On the other hand, your boyfriend's reaction is probably not "nuts." As others have suggested, it is more likely insecurity. This is something that can be gotten over, but it doesn't really sound like he's trying. Does he exhibit other possessive behaviors? Is everything REALLY ok except for this one issue? If so, then he might be able to eventually get past it, but if you have other inklings that he doesn't accept you for who you are and who you have been (which are, after all, inextricably related), then I hate to say it, but this guy isn't right for you.
The key thing to remember is that this is HIS problem. He is the one that has to fix this, and if he can't then you have to let him go because above all, you have to protect yourself. You deserve to be with someone who will love you completely - this doesn't mean that he has to accept all of your beliefs about sex, etc, but it does mean that he has to treat you with kindness, and it doesn't sound like this has been happening. It's very sad, but it's not your fault. You didn't do anything wrong here.
And as to all of those people who keep talking about biological urges and whatnot - that's just scientifically incorrect.
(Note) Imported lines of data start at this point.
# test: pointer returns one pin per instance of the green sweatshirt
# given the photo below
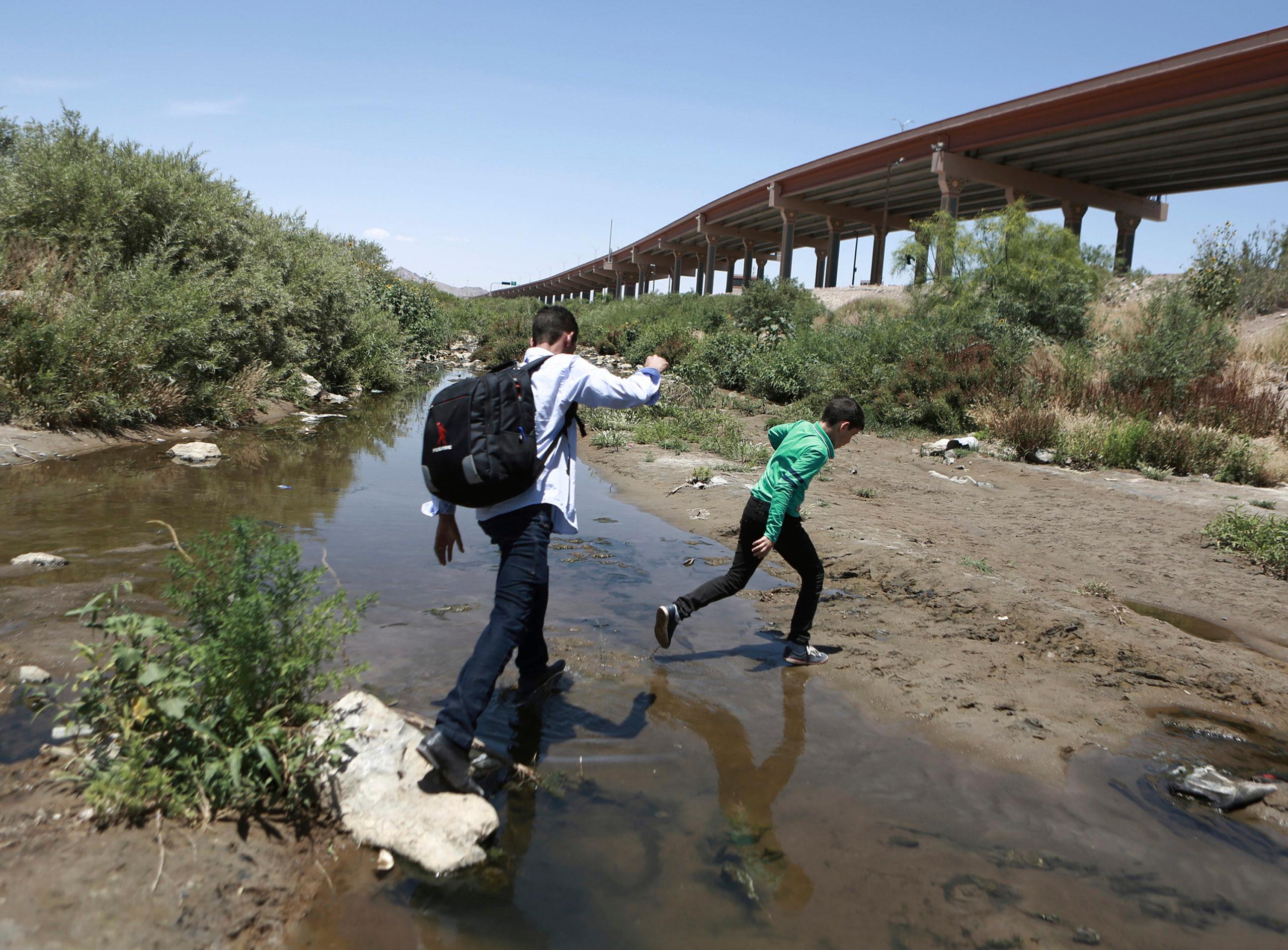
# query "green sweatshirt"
(800, 451)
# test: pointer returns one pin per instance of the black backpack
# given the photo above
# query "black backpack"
(481, 438)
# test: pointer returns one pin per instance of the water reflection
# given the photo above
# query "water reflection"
(751, 859)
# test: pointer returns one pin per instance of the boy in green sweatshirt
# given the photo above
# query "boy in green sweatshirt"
(773, 520)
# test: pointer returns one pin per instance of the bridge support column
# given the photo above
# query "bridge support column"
(834, 252)
(919, 275)
(877, 273)
(1128, 225)
(785, 248)
(1073, 217)
(950, 194)
(950, 201)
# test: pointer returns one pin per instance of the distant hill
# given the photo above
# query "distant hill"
(446, 287)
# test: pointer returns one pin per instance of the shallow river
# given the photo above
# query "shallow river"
(701, 797)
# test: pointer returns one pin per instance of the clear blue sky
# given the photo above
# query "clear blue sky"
(496, 141)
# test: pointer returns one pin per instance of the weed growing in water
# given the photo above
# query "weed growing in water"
(979, 564)
(218, 713)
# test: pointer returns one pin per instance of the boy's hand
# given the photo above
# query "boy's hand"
(447, 536)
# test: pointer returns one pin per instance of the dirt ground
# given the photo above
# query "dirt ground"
(1015, 666)
(20, 446)
(66, 884)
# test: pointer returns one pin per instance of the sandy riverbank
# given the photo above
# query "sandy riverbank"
(1017, 666)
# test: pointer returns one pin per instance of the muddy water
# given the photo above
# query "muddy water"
(701, 797)
(1194, 626)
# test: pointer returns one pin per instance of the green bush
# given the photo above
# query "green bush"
(1178, 343)
(773, 310)
(157, 293)
(1013, 268)
(1263, 538)
(723, 358)
(217, 713)
(1213, 278)
(783, 374)
(1263, 271)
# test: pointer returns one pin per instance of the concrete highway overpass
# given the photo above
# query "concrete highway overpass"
(1215, 118)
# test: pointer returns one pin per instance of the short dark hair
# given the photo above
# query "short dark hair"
(844, 410)
(553, 322)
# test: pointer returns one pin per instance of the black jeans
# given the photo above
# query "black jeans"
(796, 549)
(518, 617)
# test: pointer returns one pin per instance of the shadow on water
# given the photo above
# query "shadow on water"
(701, 797)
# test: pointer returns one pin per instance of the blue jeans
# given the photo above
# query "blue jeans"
(518, 617)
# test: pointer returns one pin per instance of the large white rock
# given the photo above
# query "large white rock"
(375, 792)
(312, 388)
(195, 452)
(40, 559)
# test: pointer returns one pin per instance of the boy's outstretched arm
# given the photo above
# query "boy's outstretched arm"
(790, 495)
(590, 385)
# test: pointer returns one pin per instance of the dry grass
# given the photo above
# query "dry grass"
(1270, 351)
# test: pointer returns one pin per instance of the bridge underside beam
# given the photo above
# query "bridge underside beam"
(957, 168)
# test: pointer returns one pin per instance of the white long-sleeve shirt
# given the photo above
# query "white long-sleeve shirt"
(560, 381)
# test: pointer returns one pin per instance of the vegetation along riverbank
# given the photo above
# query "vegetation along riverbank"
(1131, 451)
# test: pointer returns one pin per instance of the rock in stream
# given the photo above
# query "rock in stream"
(376, 794)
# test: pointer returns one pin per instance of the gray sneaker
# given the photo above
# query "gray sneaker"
(450, 761)
(797, 656)
(664, 626)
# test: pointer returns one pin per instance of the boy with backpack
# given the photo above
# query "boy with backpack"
(773, 520)
(504, 443)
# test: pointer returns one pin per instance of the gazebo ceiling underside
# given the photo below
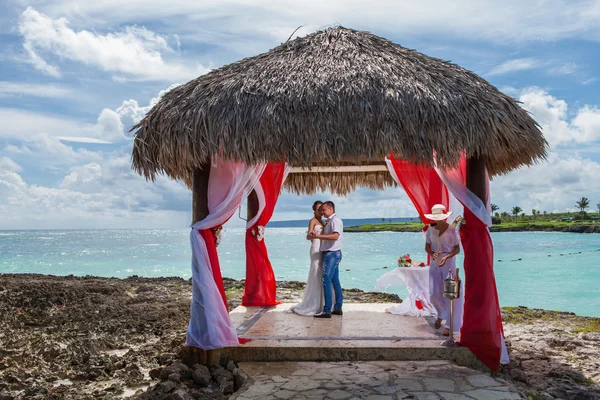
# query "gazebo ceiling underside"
(336, 97)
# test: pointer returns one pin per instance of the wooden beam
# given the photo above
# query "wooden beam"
(252, 204)
(200, 193)
(192, 355)
(476, 177)
(348, 168)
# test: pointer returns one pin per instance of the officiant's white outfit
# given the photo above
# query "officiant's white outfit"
(444, 245)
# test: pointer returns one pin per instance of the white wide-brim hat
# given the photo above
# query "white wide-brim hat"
(438, 213)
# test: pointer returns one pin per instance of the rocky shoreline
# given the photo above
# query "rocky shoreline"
(107, 338)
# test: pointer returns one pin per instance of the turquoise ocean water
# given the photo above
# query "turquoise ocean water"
(570, 282)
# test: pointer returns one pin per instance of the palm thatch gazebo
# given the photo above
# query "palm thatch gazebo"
(333, 105)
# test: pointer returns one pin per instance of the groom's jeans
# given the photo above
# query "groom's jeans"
(331, 274)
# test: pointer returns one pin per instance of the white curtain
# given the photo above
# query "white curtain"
(453, 180)
(210, 325)
(261, 198)
(416, 280)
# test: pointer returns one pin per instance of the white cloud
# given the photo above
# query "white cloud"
(516, 65)
(552, 114)
(565, 69)
(32, 89)
(136, 51)
(39, 63)
(104, 193)
(130, 111)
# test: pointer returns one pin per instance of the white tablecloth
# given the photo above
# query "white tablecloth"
(416, 279)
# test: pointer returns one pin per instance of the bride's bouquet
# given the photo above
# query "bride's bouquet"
(405, 261)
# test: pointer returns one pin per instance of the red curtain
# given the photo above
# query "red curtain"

The question of how men and women are "hard-wired" to act has not yet been settled - scientists can be cited that say that both sexes need to sleep around, that both sexes are naturally monogomous, etc - the fact of the matter is that nobody really knows, and either way it doesn't matter. That's what civilization is - transcending biology. Like it or not, we live in a world where women expect - and deserve - equality, no matter what the biological urge. If men had a biological urge to rape would that be ok? - I think not. So why is biology (especially, I point out again, refuted biology) an excuse for him to take out his jealousy on his girlfriend?
LW, only you know how your bf treats you on a day to day basis. If you think he can get over this, then give him some time. If not, then let him go - you're worth more.